In preparation for the baby’s first birthday party, I’m trying to get some pictures up on the hallway wall. You know, that gallery space that I’ve been avoiding for about 18 months.

Why? Because of equality.

I’m a photographer. Because of that, the two middles were heavily photographed when they were younger. I mean, like, formal portraits at least once a month, and candids weekly. I have boxes and boxes of prints from each of their first five years, and in my old house, my entire wall gallery was devoted to these two. I also used them both for studio samples, so I have several ginormous (really, like 30×40) canvas wall portraits of each of them. And where are all of these pictures now? In the hall closet, in archival boxes or high up on a shelf to avoid water damage in case of a broken pipe. (Yes, I’m that kind of planner).

The biggles were not as well photographed. I’m not just referring to quality. They’re not all “just” snapshots . I’m referring to quantity. And to the way those photographs were preserved. Most of the pictures we have were treated pretty poorly… shoved into drawers or on to shelves, bent, water damaged from spills. They have not been as lovingly preserved, and next to the middles pictures, they look pretty forlorn.

photo by thebrowser.com

So I have avoided the issue.

The living room gallery space is a good example of why. I knew that I had to have an equal number of photos of each kid, and made myself sick stressing out over which ones to choose. I knew that if I put them up, that someone would complain about being underrepresented. And sure enough, one of the biggles came in before I was finished hanging them and left the room in tears, because “her family” was not as represented. I took all new photographs for that wall and printed them all in black and white, to be as fair and balanced as possible. Once it was done, the tears were over. But it really drove home that I wasn’t just worried about a “what if.”

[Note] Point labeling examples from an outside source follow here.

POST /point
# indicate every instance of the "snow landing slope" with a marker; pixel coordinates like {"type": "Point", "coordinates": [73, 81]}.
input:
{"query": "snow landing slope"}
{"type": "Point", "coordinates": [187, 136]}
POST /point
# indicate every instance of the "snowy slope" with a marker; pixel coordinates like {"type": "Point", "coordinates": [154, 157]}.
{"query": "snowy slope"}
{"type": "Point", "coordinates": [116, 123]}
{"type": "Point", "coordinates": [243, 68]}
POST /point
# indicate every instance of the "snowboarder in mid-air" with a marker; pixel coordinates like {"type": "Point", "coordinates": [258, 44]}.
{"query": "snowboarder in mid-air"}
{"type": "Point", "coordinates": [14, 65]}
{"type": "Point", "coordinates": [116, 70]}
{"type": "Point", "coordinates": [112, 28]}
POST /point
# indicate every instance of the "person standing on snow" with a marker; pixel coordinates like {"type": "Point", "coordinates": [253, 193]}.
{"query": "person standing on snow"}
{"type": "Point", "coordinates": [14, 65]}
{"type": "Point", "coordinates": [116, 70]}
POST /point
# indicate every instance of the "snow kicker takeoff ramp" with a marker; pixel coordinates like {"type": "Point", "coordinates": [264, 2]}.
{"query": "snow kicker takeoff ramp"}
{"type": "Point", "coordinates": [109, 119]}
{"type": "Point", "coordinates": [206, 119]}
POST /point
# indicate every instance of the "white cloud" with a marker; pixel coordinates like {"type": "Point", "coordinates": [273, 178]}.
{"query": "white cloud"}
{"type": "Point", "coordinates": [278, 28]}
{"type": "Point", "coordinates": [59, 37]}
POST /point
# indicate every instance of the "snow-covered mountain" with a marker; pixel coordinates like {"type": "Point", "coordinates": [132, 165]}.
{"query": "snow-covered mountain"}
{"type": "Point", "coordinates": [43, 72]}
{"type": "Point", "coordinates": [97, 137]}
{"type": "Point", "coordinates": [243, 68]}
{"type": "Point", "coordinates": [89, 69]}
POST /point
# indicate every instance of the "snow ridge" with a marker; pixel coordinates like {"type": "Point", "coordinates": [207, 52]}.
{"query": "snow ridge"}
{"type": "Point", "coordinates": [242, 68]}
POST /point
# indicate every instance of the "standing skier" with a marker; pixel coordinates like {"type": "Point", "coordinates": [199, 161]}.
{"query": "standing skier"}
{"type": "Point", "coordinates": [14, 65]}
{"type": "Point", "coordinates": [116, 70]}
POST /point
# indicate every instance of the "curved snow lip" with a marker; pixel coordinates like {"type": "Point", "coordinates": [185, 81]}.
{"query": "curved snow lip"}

So now I’m pouring over our collected photographic history, trying again for equality. Trying to avoid bad feelings. Trying not to do anything that will strain anyone’s relationships. Trying to figure out how to display some of my cherished treasures from the middles and the baby’s babyhood without it being obvious that we don’t have much from the biggles.Trying to remember what is truly important here and trying not to fall into frustration.

I know that I’m not the only parent from a blended family that has faced this. How have you dealt with these issues of inequality in your homes?